HABD: a houma alliance book ancient handwritten character recognition database
Xiaoyu Yuan, Xiaohua Huang, Zibo Zhang, Yabo Sun
TL;DR
The paper tackles recognizing ancient Houma Alliance Book characters under data scarcity and long-tail distribution by constructing the HABD dataset with 26,732 samples across 327 classes via iterative annotation. It benchmarks deep learning methods using four architectures (AlexNet, ResNet, ViT, CrossViT) and introduces Mixup-based long-tail augmentation plus decision-level classifier fusion, achieving a best fusion accuracy of 95.21% (DLF-RVC). Baseline results show Transformers outperform CNNs, and Mixup improves generalization especially for tail classes, illustrating the value of long-tail strategies in historical-script recognition. The work provides a publicly useful resource for cultural heritage digitization and sets a foundation for broader application to ancient scripts and preservation of historical literature.
Abstract
The Houma Alliance Book, one of history's earliest calligraphic examples, was unearthed in the 1970s. These artifacts were meticulously organized, reproduced, and copied by the Shanxi Provincial Institute of Cultural Relics.

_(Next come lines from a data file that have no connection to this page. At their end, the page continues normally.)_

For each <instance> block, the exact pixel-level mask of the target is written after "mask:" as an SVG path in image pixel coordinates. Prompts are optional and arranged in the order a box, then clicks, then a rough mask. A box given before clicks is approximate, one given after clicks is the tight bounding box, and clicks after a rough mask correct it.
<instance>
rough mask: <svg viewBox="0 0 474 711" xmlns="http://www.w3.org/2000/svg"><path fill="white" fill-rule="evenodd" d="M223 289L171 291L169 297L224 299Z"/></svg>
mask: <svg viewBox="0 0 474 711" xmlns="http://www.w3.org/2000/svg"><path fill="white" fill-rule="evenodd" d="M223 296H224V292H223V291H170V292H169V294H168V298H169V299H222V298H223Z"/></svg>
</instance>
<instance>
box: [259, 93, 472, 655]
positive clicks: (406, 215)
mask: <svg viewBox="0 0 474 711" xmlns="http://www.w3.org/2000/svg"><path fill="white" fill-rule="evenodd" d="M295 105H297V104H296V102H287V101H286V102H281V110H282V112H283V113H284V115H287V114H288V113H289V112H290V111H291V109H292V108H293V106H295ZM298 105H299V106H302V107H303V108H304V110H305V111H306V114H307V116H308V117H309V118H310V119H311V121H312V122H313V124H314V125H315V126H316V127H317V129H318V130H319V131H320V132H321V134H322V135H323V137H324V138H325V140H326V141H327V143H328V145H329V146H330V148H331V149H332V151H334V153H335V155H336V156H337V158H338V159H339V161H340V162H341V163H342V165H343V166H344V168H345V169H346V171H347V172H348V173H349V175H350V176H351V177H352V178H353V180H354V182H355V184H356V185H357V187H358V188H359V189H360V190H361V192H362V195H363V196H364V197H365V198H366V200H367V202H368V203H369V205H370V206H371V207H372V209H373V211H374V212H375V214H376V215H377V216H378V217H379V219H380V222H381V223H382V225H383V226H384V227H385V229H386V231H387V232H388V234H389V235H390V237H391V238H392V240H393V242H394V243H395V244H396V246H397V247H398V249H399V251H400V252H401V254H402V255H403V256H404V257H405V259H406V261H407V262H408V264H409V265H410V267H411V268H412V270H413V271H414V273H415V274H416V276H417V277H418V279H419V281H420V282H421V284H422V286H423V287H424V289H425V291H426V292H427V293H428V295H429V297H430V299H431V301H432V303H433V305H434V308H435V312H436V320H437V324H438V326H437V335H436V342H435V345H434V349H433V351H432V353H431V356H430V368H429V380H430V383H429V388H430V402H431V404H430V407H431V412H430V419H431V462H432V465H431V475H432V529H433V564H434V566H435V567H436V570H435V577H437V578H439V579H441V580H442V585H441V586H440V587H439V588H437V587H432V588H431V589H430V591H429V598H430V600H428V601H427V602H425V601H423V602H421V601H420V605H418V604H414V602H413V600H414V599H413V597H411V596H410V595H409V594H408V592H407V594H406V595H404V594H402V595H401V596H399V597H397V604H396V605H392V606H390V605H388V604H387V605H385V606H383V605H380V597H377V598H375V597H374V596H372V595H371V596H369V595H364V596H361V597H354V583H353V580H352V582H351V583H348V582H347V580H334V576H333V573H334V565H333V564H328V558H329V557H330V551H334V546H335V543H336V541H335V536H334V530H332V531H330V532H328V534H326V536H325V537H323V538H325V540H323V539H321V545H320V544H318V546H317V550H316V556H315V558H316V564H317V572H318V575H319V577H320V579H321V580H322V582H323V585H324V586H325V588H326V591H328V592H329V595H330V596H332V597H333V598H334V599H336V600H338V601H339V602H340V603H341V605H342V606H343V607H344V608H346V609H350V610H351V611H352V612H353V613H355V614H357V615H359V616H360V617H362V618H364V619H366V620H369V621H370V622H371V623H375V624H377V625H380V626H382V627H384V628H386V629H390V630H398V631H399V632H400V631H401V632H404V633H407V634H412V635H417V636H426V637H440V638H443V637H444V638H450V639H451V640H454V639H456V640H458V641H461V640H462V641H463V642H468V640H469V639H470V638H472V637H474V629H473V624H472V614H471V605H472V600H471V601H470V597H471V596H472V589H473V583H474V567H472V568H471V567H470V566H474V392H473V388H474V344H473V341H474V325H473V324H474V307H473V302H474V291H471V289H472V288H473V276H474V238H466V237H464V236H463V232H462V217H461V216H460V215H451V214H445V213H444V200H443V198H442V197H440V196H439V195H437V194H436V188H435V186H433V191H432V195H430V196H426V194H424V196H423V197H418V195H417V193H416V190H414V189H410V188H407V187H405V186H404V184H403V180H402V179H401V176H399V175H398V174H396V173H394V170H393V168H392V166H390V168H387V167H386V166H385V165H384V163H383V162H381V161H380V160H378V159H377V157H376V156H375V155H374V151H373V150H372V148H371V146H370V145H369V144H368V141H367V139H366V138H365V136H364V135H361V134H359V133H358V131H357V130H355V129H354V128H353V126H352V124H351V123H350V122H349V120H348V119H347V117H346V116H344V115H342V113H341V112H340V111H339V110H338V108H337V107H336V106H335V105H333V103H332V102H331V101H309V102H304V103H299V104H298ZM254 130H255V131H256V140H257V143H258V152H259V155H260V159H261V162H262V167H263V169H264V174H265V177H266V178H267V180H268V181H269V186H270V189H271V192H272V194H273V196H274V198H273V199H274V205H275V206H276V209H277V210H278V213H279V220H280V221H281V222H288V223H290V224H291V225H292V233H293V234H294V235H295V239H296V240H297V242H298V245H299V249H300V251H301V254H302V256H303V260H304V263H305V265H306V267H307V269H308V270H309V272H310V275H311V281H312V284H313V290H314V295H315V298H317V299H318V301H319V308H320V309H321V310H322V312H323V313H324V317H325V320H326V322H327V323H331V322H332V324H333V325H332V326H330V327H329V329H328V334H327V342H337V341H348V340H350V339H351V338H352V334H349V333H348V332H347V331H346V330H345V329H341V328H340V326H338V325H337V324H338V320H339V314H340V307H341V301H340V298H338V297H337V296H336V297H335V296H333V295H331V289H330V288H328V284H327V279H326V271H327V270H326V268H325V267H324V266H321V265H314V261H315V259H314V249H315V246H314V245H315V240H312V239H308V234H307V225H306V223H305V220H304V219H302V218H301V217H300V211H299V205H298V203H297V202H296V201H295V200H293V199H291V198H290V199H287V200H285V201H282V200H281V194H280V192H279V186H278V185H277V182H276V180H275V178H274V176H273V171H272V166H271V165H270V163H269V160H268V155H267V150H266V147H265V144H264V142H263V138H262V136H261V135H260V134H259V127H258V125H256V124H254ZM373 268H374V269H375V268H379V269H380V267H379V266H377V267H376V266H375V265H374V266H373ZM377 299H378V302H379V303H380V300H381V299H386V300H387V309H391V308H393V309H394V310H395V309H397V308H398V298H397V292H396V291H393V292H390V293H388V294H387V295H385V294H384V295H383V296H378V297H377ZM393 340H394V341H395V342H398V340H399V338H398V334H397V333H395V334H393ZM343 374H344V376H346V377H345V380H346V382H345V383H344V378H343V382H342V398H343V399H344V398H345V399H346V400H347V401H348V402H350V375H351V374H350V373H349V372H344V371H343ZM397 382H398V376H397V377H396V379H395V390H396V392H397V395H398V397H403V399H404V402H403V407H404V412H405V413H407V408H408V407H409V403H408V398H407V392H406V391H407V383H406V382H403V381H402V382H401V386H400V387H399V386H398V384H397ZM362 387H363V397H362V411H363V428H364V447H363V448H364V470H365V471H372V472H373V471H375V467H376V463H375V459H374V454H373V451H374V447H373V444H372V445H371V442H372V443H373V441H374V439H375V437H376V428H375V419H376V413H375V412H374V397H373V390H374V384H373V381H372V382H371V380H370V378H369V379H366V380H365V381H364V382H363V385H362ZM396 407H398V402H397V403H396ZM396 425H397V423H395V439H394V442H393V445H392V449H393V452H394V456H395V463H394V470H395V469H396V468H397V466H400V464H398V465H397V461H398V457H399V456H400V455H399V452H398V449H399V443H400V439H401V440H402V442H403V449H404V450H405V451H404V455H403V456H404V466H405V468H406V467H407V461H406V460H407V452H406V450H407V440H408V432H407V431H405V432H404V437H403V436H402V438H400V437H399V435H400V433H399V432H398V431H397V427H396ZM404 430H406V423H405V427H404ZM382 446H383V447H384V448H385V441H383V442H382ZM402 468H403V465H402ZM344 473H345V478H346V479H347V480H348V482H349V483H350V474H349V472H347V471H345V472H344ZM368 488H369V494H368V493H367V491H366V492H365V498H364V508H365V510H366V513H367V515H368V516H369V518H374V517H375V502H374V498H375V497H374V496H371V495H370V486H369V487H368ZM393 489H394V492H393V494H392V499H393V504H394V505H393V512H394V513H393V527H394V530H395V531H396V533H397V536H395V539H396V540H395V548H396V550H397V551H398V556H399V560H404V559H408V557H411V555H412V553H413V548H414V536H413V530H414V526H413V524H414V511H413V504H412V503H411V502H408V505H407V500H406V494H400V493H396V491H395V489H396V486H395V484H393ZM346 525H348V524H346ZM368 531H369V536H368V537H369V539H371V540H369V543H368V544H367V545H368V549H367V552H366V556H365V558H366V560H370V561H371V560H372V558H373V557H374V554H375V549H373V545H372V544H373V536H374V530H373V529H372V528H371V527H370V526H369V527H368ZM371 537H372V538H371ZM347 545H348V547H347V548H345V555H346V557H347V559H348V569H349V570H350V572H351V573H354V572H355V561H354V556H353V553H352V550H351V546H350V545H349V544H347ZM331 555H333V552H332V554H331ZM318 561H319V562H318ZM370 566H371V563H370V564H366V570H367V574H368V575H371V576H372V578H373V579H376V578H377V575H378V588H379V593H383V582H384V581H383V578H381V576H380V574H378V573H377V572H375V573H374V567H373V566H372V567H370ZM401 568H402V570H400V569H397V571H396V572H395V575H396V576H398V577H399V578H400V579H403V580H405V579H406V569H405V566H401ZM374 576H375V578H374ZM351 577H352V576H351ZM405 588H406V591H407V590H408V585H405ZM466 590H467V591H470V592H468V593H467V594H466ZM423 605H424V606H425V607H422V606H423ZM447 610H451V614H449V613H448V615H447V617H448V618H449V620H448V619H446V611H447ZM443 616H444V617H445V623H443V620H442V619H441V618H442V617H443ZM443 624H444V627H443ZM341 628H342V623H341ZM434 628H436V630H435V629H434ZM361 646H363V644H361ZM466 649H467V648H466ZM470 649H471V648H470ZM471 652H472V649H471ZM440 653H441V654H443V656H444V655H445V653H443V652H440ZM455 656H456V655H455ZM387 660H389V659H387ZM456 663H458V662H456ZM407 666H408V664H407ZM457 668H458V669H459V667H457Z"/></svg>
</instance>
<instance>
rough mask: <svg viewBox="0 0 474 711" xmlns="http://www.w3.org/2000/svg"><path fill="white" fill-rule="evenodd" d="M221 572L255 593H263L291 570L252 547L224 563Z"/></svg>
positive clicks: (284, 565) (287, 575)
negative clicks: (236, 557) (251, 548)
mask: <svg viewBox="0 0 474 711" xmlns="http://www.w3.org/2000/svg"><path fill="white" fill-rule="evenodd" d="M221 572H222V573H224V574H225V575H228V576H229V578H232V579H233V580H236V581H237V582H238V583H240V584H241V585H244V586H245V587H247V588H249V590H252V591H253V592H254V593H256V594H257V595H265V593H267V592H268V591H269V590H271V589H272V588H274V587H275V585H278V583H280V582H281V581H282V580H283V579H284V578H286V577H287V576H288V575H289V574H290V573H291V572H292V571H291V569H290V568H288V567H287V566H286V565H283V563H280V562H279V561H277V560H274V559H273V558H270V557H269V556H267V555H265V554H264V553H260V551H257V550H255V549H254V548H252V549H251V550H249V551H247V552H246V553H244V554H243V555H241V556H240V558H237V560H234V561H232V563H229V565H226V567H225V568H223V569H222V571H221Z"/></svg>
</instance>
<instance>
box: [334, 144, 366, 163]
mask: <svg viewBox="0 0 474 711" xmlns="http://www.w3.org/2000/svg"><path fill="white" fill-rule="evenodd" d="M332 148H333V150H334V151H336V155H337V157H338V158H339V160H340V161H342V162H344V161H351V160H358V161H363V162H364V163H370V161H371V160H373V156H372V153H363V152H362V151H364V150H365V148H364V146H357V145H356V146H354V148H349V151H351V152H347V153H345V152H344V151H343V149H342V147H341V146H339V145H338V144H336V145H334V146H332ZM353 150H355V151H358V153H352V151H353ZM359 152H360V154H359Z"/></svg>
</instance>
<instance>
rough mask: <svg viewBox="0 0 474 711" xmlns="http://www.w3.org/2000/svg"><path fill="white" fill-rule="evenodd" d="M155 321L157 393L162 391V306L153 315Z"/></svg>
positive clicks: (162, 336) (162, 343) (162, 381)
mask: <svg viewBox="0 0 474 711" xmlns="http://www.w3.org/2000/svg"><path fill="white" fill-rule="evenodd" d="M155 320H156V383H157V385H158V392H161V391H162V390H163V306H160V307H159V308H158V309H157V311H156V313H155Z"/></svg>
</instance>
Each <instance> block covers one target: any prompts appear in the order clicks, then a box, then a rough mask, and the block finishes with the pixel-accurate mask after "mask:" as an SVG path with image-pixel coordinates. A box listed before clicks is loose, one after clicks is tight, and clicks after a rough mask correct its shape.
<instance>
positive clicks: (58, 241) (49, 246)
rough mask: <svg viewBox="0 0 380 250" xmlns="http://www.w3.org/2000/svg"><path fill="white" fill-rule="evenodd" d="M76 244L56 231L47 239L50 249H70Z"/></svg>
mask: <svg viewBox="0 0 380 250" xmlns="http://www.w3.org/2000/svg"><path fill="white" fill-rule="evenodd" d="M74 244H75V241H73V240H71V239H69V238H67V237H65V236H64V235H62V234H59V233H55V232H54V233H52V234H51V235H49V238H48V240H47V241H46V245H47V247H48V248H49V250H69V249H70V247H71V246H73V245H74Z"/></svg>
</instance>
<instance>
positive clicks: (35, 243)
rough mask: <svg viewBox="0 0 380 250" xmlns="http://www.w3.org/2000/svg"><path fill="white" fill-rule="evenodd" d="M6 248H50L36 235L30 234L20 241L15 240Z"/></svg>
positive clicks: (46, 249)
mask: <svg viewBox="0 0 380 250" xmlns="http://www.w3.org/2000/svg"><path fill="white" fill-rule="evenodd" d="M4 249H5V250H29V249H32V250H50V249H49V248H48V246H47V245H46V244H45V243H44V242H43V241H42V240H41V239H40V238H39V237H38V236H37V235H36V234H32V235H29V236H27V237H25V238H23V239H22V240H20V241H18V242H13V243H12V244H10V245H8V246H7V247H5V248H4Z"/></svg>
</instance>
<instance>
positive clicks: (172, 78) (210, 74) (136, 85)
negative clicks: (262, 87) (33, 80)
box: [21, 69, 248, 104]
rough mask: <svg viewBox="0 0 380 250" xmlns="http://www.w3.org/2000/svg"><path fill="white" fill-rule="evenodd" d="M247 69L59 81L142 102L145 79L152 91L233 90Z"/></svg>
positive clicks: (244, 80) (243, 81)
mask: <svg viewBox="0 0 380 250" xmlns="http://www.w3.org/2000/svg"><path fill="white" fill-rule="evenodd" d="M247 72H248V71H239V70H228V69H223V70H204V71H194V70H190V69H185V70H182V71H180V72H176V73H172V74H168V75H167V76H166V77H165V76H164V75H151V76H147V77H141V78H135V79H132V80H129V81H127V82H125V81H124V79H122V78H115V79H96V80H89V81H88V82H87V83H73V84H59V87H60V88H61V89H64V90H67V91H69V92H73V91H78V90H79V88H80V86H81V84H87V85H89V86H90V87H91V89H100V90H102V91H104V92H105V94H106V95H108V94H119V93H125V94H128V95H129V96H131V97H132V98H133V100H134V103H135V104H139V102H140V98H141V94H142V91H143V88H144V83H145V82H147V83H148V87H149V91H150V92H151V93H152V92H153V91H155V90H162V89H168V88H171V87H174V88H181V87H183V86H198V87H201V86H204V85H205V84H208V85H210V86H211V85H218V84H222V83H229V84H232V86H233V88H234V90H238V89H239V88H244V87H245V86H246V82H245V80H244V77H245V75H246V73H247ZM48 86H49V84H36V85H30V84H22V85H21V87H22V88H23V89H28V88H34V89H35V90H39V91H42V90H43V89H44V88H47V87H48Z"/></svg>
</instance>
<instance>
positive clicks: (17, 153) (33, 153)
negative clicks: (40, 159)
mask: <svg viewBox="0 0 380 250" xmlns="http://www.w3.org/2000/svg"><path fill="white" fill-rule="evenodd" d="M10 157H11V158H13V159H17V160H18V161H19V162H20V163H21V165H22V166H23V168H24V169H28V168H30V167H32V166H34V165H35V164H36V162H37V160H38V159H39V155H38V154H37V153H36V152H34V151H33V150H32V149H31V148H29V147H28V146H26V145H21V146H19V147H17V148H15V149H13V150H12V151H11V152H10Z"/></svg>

However, because of their ancient origins and severe ink erosion, identifying characters in the Houma Alliance Book is challenging, necessitating the use of digital technology. In this paper, we propose a new ancient handwritten character recognition database for the Houma alliance book, along with a novel benchmark based on deep learning architectures. More specifically, a collection of 26,732 characters samples from the Houma Alliance Book were gathered, encompassing 327 different types of ancient characters through iterative annotation. Furthermore, benchmark algorithms were proposed by combining four deep neural network classifiers with two data augmentation methods. This research provides valuable resources and technical support for further studies on the Houma Alliance Book and other ancient characters. This contributes to our understanding of ancient culture and history, as well as the preservation and inheritance of humanity's cultural heritage.